As a current student in graphic design education, I have had a first-hand account of the situation, and there have been times throughout my education I have felt something was missing. It took me a little while (plus a year abroad) to figure out what it was and I soon realized that I was missing the world outside of the graphic design hemisphere. I was too busy reading in depth about Neue Grafik that I didn’t take a second to read a book I’ve always wanted to read. As a result, I started to create a life that had time dedicated to other passions. I searched for value, meaning, and philosophies. I studied abroad, took business classes and started pedicabbing instead of taking on more design freelance jobs. Since then I’ve felt fulfillment, but to be honest, I feel a bit ashamed. I am not engrossed with graphic design twenty-four/seven. Why should I feel ashamed to be equally as passionate about other things?

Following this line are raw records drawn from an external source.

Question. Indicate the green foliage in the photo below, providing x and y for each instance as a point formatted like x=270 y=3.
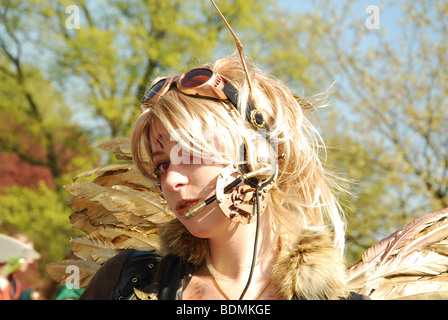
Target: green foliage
x=42 y=215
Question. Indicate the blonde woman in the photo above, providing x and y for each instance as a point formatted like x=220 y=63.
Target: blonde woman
x=238 y=162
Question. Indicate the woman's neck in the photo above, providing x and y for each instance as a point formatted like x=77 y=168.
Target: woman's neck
x=231 y=253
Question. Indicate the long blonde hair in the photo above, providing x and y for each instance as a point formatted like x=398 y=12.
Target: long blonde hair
x=305 y=194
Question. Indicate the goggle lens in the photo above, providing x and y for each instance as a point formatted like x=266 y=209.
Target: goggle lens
x=154 y=90
x=195 y=78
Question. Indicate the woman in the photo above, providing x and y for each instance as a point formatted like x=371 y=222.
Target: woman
x=276 y=233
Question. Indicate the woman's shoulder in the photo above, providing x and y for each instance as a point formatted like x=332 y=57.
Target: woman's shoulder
x=117 y=278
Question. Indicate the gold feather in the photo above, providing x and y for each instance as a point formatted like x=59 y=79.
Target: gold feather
x=118 y=210
x=412 y=262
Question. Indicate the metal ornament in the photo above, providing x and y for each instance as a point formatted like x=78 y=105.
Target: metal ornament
x=237 y=204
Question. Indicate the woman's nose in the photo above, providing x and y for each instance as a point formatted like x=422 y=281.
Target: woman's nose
x=175 y=179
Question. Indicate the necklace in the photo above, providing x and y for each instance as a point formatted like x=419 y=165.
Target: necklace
x=213 y=272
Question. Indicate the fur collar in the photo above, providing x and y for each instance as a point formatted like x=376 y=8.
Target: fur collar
x=308 y=267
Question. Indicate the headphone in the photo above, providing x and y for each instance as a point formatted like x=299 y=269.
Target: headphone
x=259 y=169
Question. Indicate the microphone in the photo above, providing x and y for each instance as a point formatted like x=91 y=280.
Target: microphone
x=193 y=211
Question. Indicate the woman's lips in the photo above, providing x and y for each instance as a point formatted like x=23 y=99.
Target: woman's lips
x=185 y=205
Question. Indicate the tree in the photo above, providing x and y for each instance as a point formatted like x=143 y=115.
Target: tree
x=391 y=93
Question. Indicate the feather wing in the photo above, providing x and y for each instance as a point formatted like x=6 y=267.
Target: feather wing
x=412 y=263
x=118 y=210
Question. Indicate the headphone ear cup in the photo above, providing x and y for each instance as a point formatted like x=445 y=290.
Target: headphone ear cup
x=257 y=154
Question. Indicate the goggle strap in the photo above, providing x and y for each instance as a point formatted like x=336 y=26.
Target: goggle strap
x=253 y=116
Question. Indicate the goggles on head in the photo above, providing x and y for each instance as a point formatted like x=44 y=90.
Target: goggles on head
x=203 y=83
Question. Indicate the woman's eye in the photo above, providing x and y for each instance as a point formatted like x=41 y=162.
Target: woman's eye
x=162 y=167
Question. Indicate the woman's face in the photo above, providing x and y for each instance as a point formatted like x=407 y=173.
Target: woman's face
x=185 y=181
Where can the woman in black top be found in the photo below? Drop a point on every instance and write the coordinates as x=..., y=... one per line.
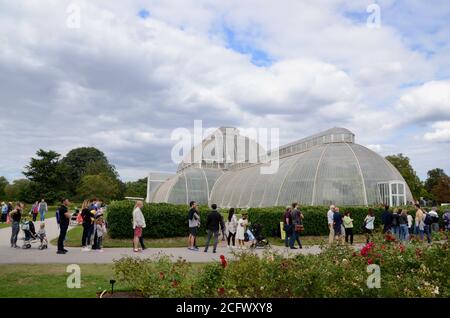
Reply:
x=87, y=225
x=16, y=216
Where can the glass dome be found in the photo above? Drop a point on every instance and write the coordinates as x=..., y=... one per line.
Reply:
x=323, y=169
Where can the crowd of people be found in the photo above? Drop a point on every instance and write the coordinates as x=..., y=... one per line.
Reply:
x=235, y=230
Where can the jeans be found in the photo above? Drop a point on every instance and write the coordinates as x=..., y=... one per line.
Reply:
x=396, y=231
x=288, y=231
x=14, y=233
x=295, y=237
x=420, y=232
x=427, y=230
x=62, y=236
x=404, y=233
x=216, y=239
x=231, y=238
x=435, y=227
x=349, y=233
x=86, y=238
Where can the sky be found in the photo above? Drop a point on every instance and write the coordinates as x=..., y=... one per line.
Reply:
x=122, y=75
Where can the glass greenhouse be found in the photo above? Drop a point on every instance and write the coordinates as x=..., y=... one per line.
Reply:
x=323, y=169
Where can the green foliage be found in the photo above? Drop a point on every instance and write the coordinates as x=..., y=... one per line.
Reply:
x=403, y=165
x=168, y=220
x=99, y=186
x=19, y=190
x=433, y=178
x=163, y=220
x=315, y=218
x=48, y=176
x=415, y=270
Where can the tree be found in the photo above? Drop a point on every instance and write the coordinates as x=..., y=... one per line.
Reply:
x=3, y=183
x=19, y=190
x=99, y=186
x=86, y=161
x=136, y=188
x=402, y=163
x=434, y=176
x=441, y=191
x=48, y=175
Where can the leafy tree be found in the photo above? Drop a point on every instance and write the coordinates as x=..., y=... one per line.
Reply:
x=403, y=165
x=100, y=186
x=3, y=183
x=441, y=191
x=86, y=161
x=136, y=188
x=48, y=175
x=19, y=190
x=433, y=179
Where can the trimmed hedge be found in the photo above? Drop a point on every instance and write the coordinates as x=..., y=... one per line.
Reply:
x=169, y=220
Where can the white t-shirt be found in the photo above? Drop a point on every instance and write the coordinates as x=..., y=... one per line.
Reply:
x=410, y=219
x=369, y=222
x=330, y=217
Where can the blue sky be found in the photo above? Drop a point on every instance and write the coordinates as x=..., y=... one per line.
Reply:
x=134, y=71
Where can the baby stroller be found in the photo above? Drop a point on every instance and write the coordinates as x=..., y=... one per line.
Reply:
x=259, y=239
x=32, y=237
x=74, y=219
x=30, y=234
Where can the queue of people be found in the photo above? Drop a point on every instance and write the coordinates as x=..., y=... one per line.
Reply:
x=235, y=231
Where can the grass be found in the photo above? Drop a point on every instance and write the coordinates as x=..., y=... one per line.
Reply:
x=74, y=240
x=49, y=281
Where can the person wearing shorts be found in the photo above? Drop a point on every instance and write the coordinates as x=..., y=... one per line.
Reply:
x=194, y=223
x=138, y=225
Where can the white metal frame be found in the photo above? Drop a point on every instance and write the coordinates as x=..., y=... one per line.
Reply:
x=392, y=195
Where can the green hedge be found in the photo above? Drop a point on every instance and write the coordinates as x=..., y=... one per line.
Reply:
x=168, y=220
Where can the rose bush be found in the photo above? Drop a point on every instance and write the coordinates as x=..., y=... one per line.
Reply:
x=413, y=270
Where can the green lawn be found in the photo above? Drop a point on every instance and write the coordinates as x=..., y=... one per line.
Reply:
x=74, y=240
x=49, y=281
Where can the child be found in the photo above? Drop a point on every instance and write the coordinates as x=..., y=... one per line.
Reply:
x=100, y=228
x=42, y=235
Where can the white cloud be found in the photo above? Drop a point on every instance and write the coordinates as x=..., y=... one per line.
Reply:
x=123, y=84
x=441, y=132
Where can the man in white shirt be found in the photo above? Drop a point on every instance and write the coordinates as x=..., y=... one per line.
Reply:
x=330, y=224
x=435, y=218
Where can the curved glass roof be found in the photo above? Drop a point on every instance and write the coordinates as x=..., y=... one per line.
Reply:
x=191, y=184
x=323, y=169
x=335, y=173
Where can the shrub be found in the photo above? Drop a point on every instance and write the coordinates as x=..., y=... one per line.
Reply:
x=169, y=220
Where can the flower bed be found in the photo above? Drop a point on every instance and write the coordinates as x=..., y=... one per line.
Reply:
x=415, y=270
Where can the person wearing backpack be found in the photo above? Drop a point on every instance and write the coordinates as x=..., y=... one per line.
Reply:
x=446, y=218
x=428, y=220
x=419, y=221
x=435, y=220
x=395, y=223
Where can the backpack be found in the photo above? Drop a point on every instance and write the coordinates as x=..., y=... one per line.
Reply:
x=428, y=219
x=447, y=218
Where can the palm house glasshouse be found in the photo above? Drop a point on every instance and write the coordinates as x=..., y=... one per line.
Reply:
x=322, y=169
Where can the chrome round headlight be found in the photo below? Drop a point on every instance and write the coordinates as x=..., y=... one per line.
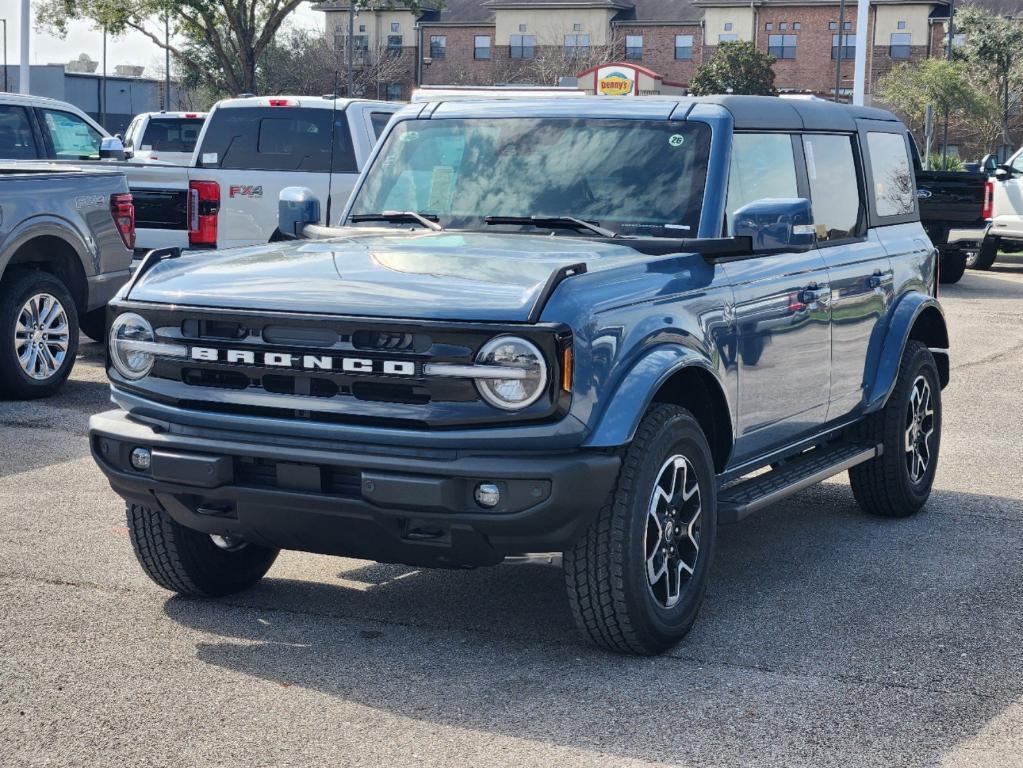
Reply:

There are a few colleagues, people I look up to, who are hopelessly devoted to graphic design to the point where having a conversation about anything else seems pointless. They are intimidating and pretentious, but they are the students that professors like and give the best grades to. I have deducted from my education that the difference between a good graphic designer and a great graphic designer is to immerse yourself in that world and that world only; to find connections with graphic designers who also are immersed in that world, to talk to them in circles about that visual graphic design world. It is to pretentiously dismiss other worlds. Beruit’s theory is that “modern design education is essentially value-free; every problem has a purely visual solution that exists outside any cultural context”. To be successful as a graphic designer is to immerse oneself completely in the design world and to be solely passionate about that and that only. Only then can you prove your commitment to design and be a successful graphic designer. How can I be a “great” graphic designer if I don’t live up to these standards?

But wait, that feels wrong. I am passionate about design and I know my designs are successful. What is going on? This can’t be right. What is the difference here? Why is my university telling me that it is not okay to value other things?

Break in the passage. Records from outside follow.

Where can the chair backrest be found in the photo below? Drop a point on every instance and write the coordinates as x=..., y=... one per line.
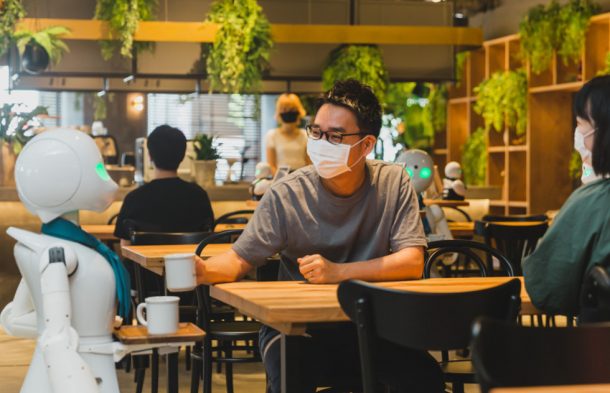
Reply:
x=595, y=295
x=514, y=241
x=150, y=238
x=234, y=217
x=453, y=258
x=506, y=355
x=418, y=320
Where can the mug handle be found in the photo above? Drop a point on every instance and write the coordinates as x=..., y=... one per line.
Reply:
x=140, y=314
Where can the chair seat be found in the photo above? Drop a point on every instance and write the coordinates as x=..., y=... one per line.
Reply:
x=241, y=330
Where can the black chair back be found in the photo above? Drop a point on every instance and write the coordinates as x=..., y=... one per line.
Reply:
x=235, y=217
x=463, y=253
x=510, y=355
x=418, y=320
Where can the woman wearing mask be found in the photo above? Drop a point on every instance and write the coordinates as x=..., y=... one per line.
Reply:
x=287, y=144
x=580, y=234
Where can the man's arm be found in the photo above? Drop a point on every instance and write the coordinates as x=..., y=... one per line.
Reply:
x=227, y=267
x=405, y=264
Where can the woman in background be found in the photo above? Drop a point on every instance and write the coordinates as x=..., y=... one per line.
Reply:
x=287, y=144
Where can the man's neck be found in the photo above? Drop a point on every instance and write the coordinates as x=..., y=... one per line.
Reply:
x=348, y=183
x=164, y=174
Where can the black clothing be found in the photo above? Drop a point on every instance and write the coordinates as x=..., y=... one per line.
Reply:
x=165, y=205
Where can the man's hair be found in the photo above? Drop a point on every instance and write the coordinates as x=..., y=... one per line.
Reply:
x=359, y=99
x=166, y=146
x=592, y=103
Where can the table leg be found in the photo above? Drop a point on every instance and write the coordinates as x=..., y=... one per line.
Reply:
x=289, y=364
x=172, y=372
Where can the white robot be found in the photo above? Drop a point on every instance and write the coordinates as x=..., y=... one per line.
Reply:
x=420, y=167
x=453, y=186
x=66, y=299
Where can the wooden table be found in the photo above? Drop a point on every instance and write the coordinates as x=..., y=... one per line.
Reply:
x=556, y=389
x=152, y=257
x=289, y=306
x=102, y=232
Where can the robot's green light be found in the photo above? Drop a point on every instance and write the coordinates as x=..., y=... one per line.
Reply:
x=425, y=173
x=101, y=171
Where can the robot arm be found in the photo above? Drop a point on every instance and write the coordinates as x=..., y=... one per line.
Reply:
x=68, y=372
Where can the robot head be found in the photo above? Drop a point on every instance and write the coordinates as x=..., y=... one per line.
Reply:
x=453, y=170
x=60, y=171
x=419, y=166
x=263, y=171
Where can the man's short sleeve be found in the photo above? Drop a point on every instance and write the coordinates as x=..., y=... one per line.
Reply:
x=265, y=234
x=407, y=229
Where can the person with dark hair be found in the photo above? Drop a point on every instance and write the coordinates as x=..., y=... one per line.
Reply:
x=168, y=203
x=580, y=234
x=344, y=217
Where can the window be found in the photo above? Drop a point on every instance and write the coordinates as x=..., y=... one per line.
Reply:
x=234, y=119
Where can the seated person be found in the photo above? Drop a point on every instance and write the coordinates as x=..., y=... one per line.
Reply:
x=342, y=218
x=168, y=203
x=580, y=234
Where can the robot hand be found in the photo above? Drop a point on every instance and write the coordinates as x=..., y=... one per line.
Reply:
x=68, y=372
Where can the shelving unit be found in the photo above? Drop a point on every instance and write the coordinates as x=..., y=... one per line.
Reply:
x=531, y=169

If I, as a designer, only consider the visual aesthetics of a subject matter without valuing it, without really having a history with it, a knowledge or philosophy about it then the results will be a low quality design that doesn’t have an impact on me or the viewer. I will lack a feeling of fulfillment and the feeling of success.

I feel as though I can create a logical equation to simplify this:

 

Visual Design Skills + Concept of Value + Life Experience + Happiness = Quality Design

 

To be successful as a designer, in my opinion, is to find balance within all aspects of life. Immersing yourself in one idea, one interest, one-way of thinking, is to blind yourself from other aspects of life and design. This will then have influence on a designers work whether they know it or not. Everyone needs experiences like travel, culture, drinking and mistakes. A graphic designer can design components to experiences like a concert poster but to experience said concert will shape thoughts, action, and design. Although a university that focuses on the process and visual design strengthens a student’s graphic skills, it may simultaneously weaken other life skills that could contribute to whether or not a design is successful.

So, in a perfect world, a university creates a curriculum with the intent of exposing other worlds into students and thus value is instilled. But wait, this leads us to an even more important question that may never be answered: can you teach the concept of finding value or is it something that every human is responsible for attaining himself or herself? Can you teach someone to be curious, to take risks, or to create an opinion on something? Can you teach someone to find things that interest him or her and pursue them whether the social norm (or in this case, the graphic design world) says it is allowed?

Michael Beirut, you’ve made me think.